Jim Heasley, who was 70, died ten days after he was assaulted as he walked home. Initially, police believed his injuries were the result of a fall.
In March, a 48-year-old man pleaded guilty to the pensioner's manslaughter.
An investigation by the police ombudsman found a series of failings in the initial police response.
The pensioner was attacked in Manor Park, as he walked home to Graig Gardens after a night out at his local pigeon club.
Jackie Allen, of Ravarnet Gardens in Lisburn, was initially charged with his murder, but was jailed for three years after admitting manslaughter.
The police ombudsman upheld a complaint against the PSNI which was made by Mr Heasley's brother David.
He told BBC Radio Ulster's Nolan Show that as soon as he saw his brother in hospital, he knew the injuries were the result of an attack.
However, he said it took more than a week for the police to realise that the pensioner had been assaulted.

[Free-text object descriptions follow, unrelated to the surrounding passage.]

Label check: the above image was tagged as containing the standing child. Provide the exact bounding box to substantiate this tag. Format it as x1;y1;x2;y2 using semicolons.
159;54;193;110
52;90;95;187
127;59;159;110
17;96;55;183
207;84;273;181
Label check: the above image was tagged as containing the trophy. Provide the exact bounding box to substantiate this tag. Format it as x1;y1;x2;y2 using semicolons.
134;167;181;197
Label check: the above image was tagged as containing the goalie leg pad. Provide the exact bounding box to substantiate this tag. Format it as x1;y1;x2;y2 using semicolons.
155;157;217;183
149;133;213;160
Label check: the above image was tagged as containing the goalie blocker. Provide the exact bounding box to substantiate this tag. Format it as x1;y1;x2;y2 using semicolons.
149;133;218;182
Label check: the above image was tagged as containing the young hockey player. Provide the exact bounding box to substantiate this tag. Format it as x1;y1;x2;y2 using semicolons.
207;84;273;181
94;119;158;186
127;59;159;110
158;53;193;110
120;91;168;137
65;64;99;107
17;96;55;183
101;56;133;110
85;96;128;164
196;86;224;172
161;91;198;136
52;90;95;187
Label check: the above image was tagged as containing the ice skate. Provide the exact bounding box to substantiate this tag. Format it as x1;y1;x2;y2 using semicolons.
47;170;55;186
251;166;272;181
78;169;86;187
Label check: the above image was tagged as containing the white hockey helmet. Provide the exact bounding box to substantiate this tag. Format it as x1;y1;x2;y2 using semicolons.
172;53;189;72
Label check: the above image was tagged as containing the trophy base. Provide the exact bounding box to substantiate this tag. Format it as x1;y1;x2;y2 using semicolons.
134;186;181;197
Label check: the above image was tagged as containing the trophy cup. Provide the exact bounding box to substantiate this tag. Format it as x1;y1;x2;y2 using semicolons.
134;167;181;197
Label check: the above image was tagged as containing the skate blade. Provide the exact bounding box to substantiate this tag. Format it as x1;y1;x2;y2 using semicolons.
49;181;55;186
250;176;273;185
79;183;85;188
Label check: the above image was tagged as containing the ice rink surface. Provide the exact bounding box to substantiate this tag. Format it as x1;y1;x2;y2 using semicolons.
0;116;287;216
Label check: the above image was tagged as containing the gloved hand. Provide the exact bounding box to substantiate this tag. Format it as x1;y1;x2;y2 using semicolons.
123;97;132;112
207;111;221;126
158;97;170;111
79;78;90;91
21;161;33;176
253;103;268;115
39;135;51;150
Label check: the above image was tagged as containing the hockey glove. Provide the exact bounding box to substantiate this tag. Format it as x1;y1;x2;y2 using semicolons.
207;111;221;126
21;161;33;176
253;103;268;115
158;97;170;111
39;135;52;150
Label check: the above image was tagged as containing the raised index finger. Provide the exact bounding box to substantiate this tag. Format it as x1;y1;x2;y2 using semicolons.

"They were treating it, that a 70-year-old with a drink problem who had one fall too many, and that's as far as they were prepared to go on it," Mr Heasley said.
"To say disappointed is an understatement, I was truly gutted at the response of the police and the whole family felt the exact same," he added.
Mr Heasley did not wake from a coma and died from his injuries.
"We were asking questions which the police weren't, and what made it even worse, the police actually gave this man a lift home after the assault," Mr Heasley said.
The police ombudsman found that the pensioner's wounds were not photographed, nor was his clothing seized for analysis after PSNI officers received a report that Mr Heasley had been admitted to hospital with head injuries.
The investigation also found that officers should have carried out a "more robust examination of the incident scene".
It also criticised police for failing to "properly review" all available CCTV evidence until a week after the attack and said the investigation should have been referred to the Criminal Investigation Department (CID) at an earlier stage.
In a statement the PSNI said it had examined the police ombudsman's findings and complied with requirements.
"We recognise that there were failings in the initial police handling of this case and we have apologised to the family for that.
"However we are glad that, thanks to the subsequent thorough and focused police investigation, this case was brought to court and an individual has now received a custodial sentence in connection with Mr Heasley's death," the statement said.